1) I stumbled upon this blog on being a games artist and in the "What software I should learn" section, it says " For starters, you should learn Photoshop. It's pretty much the industry standard for 2D artwork. " Why is it this case? I thought Adobe Illustrator and similar vector based drawing programs like Inkscape is standard for 2d artwork. Where does photoshop come in?
Photoshop is an image editor and freehand painting platform. Illustrator is a Vector illustration suite.
Illustrator would be standard for assets for iOS games and other simple 2D assets, I should think, what with the vectors, perhaps also inorganic design work, but Photoshop's workflow is much more suited to things such as concept art and other organic designs.
A lot of people even do UI work in Photoshop, if I've heard correctly.
In any case, people expect this from Photoshop:
(Copyright Arkane and Viktor Antonov)
And this from Illustrator:
(Source Needed; Illustrator feature picture I believe)
Not quite the same, is it?
While I was searching, I saw a few beautiful painted works that cited Adobe Illustrator, but I can't be sure of any of them, and they were sandwiched between standard vector works. So I'd say it's probably the exception that you can make works like that, and not the rule.
2) Do employers mind if I use freeware programs? I learned how to use photoshop in high school for image manipulation and moved on to a freeware program called GIMP and still has it to this day. Right now, I am practicing vector drawing on Inkscape (Freeware program compared to Illustrator). I have experience in photoshop and illustrator but I am using freeware counterparts because Photoshop and Illustrator combined are expensive, especially since I have loans to pay for college.
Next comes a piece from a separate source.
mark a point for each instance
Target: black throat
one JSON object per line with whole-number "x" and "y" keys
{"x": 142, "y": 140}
I find GIMP to be horrid! It's not really the same at all. However, that's a personal opinion, and I'm pretty sure if your artistic skills and design sense are honed enough they won't give a diddly squat whether you design using MSPaint and Flash. It's just that you'll probably (and note the probably) be using Photoshop if you're hired to do stuff that they use Photoshop for, so it's a massive plus to them if they know that they won't have to get someone to teach you.
3) Ok so this may not have to do with the topic but since I am here: Do game artists stay at one company for long or are they like freelancers? I checked out some game art portfolios and the resumes attached. To my surprise, they have worked at multiple game companies as if they were job hopping. I was hoping to stay at one company for a while...
Both. Some are hired and work by salary, some are freelancers and are outsourced. However, I think what you're seeing is more of a weird thing that games companies sometimes do where they hire a team to work on a game...
Then proceed to lay everyone off when it's out or just after a period of time as passed.
I'm sure this isn't too common, but I've heard a lot of stories; and it seems like the general attitude is that you're not expected to stay at one company for all of your career like it might be in some other industries.
Some of this might be a bit off, since I'm still a student, but I hope this does clear up some things.